Greenpeace  kritisierte die Kommission für die Vorlage einer inkonsistenten Strategie, die einerseits Energieeffizienz und erneuerbare Energien fördert, jedoch andererseits Subventionen für Atom- und Kohle-Technologien "für den Einsatz in zentralisierten und unflexiblen Stromnetzen vorschlägt".
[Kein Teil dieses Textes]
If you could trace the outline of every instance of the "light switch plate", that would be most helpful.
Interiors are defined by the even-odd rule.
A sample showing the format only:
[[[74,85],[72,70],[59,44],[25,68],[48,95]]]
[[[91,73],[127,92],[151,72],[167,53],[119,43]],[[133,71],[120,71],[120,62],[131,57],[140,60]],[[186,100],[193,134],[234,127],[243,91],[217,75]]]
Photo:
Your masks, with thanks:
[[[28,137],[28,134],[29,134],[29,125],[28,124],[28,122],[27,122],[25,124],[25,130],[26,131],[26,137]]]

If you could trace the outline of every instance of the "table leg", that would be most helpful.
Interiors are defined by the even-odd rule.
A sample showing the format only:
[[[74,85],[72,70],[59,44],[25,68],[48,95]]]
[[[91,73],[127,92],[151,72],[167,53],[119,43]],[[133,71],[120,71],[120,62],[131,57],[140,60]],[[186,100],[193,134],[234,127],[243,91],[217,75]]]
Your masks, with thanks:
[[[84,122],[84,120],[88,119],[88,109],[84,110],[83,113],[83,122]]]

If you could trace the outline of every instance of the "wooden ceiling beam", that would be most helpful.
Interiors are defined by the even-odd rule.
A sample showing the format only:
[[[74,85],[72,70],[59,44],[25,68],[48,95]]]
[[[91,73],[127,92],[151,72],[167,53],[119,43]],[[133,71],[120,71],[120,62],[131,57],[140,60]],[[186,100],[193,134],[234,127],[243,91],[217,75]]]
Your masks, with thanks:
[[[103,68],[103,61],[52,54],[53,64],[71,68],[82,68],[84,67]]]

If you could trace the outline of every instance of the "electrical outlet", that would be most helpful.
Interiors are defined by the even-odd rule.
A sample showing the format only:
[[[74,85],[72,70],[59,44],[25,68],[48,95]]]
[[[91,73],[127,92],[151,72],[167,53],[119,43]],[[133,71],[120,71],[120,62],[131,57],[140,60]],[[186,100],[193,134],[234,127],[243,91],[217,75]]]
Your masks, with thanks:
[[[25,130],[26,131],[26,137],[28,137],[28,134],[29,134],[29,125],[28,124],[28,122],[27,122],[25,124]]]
"Die Kommission sitzt wieder einmal zwischen zwei Stühlen, wie sie in die Energiesysteme investiert. Sie erkennt die Notwendigkeit für erneuerbare Energien und Effizienz, aber beugt sich auch dem Druck, in veraltete Technologien wie Kohle und Kernenergie zu finanzieren. Es ist an der Zeit für die EU das Energie-System der Zukunft zu wählen und Investitionen in das alte System zu beenden ", sagte Frauke Thies, Greenpeace-Expertin für EU-Energiepolitik.

Nächste Schritte: 
  • 21-22 Oktober: Konferenz zum SET-Plan in Schweden.
Hintergrund : 

Im November 2007 schlug die Europäische Kommission einen Strategieplan für Energietechnologie (SET-Plan) vor, um die EU-Ziele, Zuwachs der erneuerbaren Energien und Reduktion der CO2-Emissionen, zu erreichen. Die Kommission hofft, dass eine kohärente Strategie die Zusammenarbeit fördern sowie Europas Dynamik bei der Investition in der Energieforschung neu beleben wird.
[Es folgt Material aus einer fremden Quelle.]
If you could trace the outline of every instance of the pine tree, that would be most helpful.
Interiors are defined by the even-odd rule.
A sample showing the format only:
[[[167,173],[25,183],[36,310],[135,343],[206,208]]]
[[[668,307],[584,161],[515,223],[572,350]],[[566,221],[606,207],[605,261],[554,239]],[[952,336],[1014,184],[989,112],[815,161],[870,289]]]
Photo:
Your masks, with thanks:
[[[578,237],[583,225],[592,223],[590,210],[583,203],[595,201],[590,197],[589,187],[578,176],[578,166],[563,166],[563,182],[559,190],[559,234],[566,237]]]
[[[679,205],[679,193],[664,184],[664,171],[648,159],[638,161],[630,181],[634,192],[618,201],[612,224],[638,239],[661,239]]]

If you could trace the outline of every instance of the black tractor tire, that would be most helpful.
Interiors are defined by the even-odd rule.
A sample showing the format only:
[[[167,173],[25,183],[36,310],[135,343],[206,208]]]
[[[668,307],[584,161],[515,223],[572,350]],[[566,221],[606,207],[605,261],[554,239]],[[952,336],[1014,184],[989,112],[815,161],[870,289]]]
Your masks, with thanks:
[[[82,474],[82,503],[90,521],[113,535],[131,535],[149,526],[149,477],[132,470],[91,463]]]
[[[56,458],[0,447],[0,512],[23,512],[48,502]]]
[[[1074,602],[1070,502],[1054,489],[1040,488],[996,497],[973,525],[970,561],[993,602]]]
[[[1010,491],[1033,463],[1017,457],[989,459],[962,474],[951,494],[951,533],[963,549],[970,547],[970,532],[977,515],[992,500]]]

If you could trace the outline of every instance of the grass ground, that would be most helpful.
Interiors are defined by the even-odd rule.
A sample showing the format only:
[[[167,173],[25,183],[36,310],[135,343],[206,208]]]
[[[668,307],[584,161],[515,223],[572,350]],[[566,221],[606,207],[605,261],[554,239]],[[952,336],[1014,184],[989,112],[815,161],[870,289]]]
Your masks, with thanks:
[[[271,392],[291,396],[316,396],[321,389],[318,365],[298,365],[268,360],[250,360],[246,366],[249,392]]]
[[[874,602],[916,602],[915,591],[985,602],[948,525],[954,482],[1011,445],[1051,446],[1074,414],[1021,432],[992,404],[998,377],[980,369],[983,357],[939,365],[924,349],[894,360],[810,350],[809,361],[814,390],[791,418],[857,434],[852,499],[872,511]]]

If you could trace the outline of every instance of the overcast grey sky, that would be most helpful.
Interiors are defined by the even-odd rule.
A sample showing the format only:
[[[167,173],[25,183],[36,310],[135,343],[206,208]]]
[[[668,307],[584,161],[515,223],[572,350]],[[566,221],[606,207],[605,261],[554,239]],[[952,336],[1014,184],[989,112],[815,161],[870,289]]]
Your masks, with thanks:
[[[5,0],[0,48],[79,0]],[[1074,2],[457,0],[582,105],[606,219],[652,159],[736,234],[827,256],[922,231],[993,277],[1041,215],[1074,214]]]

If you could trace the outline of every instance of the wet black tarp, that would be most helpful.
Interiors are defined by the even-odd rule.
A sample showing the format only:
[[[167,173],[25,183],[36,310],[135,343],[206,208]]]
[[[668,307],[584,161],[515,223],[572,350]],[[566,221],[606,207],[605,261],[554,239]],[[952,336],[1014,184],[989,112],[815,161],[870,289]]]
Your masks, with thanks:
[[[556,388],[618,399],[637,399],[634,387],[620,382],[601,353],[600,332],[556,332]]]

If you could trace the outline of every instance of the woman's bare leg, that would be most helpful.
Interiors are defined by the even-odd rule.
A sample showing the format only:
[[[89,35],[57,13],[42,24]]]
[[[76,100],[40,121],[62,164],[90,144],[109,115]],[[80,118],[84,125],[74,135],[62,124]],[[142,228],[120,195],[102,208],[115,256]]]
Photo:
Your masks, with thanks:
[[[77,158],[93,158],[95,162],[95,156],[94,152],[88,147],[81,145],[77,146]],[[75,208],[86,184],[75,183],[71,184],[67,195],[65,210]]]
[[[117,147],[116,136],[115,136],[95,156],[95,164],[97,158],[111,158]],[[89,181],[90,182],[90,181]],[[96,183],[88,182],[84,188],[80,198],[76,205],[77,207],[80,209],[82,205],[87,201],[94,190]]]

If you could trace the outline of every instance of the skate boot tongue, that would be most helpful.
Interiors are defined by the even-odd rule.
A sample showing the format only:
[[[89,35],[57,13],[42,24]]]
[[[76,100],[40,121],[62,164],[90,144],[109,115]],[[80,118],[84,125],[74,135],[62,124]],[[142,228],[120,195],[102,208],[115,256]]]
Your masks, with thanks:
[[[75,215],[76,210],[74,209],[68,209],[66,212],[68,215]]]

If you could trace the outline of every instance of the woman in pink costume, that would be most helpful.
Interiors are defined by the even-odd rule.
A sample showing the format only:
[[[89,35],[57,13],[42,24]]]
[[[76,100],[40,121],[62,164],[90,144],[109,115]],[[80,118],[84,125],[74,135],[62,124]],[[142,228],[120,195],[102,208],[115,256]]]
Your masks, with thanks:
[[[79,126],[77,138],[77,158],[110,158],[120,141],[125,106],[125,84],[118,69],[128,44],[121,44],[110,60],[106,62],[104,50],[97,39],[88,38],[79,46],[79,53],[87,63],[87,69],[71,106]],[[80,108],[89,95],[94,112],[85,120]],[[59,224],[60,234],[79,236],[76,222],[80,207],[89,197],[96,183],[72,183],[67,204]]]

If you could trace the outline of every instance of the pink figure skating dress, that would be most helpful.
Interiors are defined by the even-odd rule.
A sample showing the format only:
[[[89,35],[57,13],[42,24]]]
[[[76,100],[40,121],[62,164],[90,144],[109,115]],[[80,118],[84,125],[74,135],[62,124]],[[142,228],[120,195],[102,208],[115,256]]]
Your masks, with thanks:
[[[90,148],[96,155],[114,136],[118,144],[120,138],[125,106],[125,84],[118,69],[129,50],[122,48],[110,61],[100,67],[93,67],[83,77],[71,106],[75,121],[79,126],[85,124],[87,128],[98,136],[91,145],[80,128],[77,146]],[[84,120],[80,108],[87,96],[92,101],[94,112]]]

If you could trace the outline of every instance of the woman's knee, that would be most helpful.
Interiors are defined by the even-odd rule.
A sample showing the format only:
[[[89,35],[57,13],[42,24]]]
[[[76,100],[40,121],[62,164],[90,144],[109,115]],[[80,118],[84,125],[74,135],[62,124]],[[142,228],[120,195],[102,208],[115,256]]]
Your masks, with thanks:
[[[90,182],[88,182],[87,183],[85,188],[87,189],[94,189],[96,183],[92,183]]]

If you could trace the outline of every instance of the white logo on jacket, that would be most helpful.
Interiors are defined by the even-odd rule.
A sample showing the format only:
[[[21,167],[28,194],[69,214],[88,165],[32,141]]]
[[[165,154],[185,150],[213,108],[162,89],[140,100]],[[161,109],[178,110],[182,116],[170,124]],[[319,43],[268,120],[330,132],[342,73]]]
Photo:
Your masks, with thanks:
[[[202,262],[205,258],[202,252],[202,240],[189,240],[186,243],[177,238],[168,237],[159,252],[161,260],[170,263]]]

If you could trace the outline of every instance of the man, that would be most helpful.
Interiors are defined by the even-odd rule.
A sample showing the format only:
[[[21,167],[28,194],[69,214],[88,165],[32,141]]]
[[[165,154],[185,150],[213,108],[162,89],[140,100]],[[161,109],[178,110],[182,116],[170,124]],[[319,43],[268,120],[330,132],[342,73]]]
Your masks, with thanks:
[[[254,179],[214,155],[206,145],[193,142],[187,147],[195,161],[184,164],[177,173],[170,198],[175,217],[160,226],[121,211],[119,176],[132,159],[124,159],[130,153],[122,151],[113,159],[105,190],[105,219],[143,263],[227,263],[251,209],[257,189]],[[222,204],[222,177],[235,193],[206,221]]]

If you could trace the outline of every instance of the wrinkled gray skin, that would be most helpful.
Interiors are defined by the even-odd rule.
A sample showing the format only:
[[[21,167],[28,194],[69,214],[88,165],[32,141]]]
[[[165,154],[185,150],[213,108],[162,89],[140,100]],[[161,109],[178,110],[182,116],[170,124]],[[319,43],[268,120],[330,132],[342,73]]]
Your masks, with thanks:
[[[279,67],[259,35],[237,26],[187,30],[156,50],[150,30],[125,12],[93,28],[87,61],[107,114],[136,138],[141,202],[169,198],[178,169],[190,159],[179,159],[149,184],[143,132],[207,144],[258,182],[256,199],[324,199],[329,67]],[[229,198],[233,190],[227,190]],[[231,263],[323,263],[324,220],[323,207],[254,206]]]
Der SET-Plan fordert eine verstärkte Zusammenarbeit auf europäischer Ebene der Investitionsförderung und schläft folgende neue Maßnahmen vor:

  • Europäische Industrie-Initiative für Wind-, Solar- und Bioenergie, aber auch für Kernspaltung, CCS und Stromnetze. Die Initiativen werden „auf unterschiedlicher Weise“ finanziert, wie Öffentlich-Private Partnerschaften, Bündelung von Ressourcen zwischen Mitgliedsstaaten und anderen Maßnahmen, die in der Januarmitteilung des EST-Plans vorgeschlagen wurden (EurActiv vom 20. November 07);
  • Eine europäische Forschungsallianz zur Koordinierung zwischen Universitäten und spezialisierten Instituten;
  • Die Einrichtung einer hochrangigen Lenkungsgruppe für strategische Energietechnologien;
  • ein neues Energietechnologie-Informationssystem, und
  • die Organisation eines europäischen Gipfels für Energietechnologie im Oktober   2009.